One passage that jumps out is her assertion that "if a court cannot justify a legal ruling in terms of legal principle, then that court should stay its hand."
It's hard to argue with that. But you have to wonder whether the current Kagan would agree with her younger self when it comes to the most headline-grabbing victory for the Court's liberals this term, which is expected to wind down by about June 28. That also happens to be the first day of Kagan's Senate confirmation hearing, unless the schedule slips.
The case is Graham v. Florida. Earlier this week, the Court's four liberals and sometimes-liberal Justice Anthony Kennedy struck down laws in 37 states and an act of Congress that allowed for sentences as severe as life without parole for juveniles whose crimes did not include homicide.
Stripped to its essence, the decision was based on little more than the personal policy preferences of the five majority justices -- preferences with which I happen to agree.
But policy preferences are not constitutional commands. Not unless you subscribe to what the late, liberal lion William Brennan used to call the "rule of five." As Justice Brennan explained it to law clerks, "If you have five votes, you can do anything you want around here."
So where would Kagan have come down in Graham? You might imagine from her resume that she would have voted with the liberal majority. But consider that passage, and others, from her 134-page master's thesis. She wrote it while in her early 20's, studying at Oxford University after graduating from Princeton and before entering Harvard Law School.
The thesis implies that Kagan shared the Warren Court's liberal values and policy goals. And she wrote that "it is not necessarily wrong or invalid" for judges to "try to mold and steer the law in order to promote certain ethical values and achieve certain social ends." But her major point was that in order to justify judicial review, to "stand the test of time," and to avoid being overruled by future justices, the Court's decisions "must be plausibly rooted in either the Constitution or another accepted source of law," and that "no court should make or justify its decisions solely by reference to the demands of social justice."

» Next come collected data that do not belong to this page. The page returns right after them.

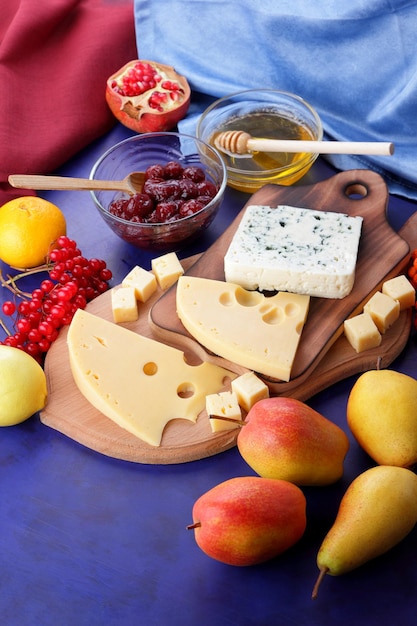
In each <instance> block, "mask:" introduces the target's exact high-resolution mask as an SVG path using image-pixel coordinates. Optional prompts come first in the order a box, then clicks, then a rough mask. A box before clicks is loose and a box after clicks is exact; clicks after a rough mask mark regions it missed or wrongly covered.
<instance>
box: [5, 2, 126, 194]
mask: <svg viewBox="0 0 417 626" xmlns="http://www.w3.org/2000/svg"><path fill="white" fill-rule="evenodd" d="M136 58H137V48H136V39H135V27H134V16H133V0H42V2H37V3H35V4H34V3H33V0H2V19H1V21H0V84H1V89H0V206H1V205H2V204H4V202H6V201H7V200H10V199H11V198H12V197H14V196H19V195H23V193H24V192H23V190H16V189H12V188H11V187H10V185H9V184H8V183H7V178H8V176H9V174H45V173H49V172H51V171H53V170H54V169H56V168H57V167H59V166H60V165H62V164H63V163H65V161H67V160H68V159H69V158H70V157H71V156H73V155H74V154H76V152H78V151H79V150H81V149H82V148H83V147H85V146H86V145H88V143H90V142H91V141H93V140H94V139H96V138H97V137H99V136H100V135H102V134H104V133H105V132H107V131H108V130H109V129H110V128H111V126H112V125H113V124H114V123H115V122H116V120H115V118H114V116H113V115H112V113H111V111H110V109H109V108H108V106H107V103H106V101H105V96H104V93H105V85H106V80H107V78H108V77H109V76H110V75H111V74H112V73H113V72H115V71H116V70H117V69H118V68H119V67H121V66H122V65H124V64H125V63H127V62H128V61H130V60H132V59H136Z"/></svg>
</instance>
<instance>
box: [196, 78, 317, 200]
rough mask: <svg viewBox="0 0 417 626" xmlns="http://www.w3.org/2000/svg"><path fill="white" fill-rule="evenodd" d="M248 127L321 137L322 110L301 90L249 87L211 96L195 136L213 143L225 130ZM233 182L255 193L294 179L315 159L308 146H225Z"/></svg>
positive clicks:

Kagan faulted the Warren Court specifically for failing to come up with "a tenable legal argument" for its "spectacularly confused" 1961 decision in Mapp v. Ohio. That's the case in which the Court extended to the states the so-called exclusionary rule that an earlier Court had created to block federal prosecutors from using illegally obtained evidence. Subsequent courts, wrote Kagan, "could not have weakened the exclusionary rule so easily had its predecessor buttressed the rule with a well reasoned and constitutionally based rationale."
"U.S. Supreme Court justices live in the knowledge that they have the authority to command or to block great social, political and economic change," she added. "At times, the temptation to wield this power becomes irresistible. The justices, at such times, will attempt to steer the law in order to achieve certain ends and advance certain values. In following this path, the justices are likely to forget both that they are judges and that their Court is a court."
Indeed, she wrote, under Chief Justice Earl Warren, in a range of cases, "the Court asserted its right to no less than lead the nation. Essentially, the Warren Court lacked faith in the ability of the president, the Congress or the state legislatures to guide America in the proper direction."
Now consider Kennedy's majority opinion in Graham. He began with precedents holding that the way to decide whether penalties are unconstitutionally "cruel and unusual" is to assess them by "the evolving standards of decency that mark the progress of a maturing society."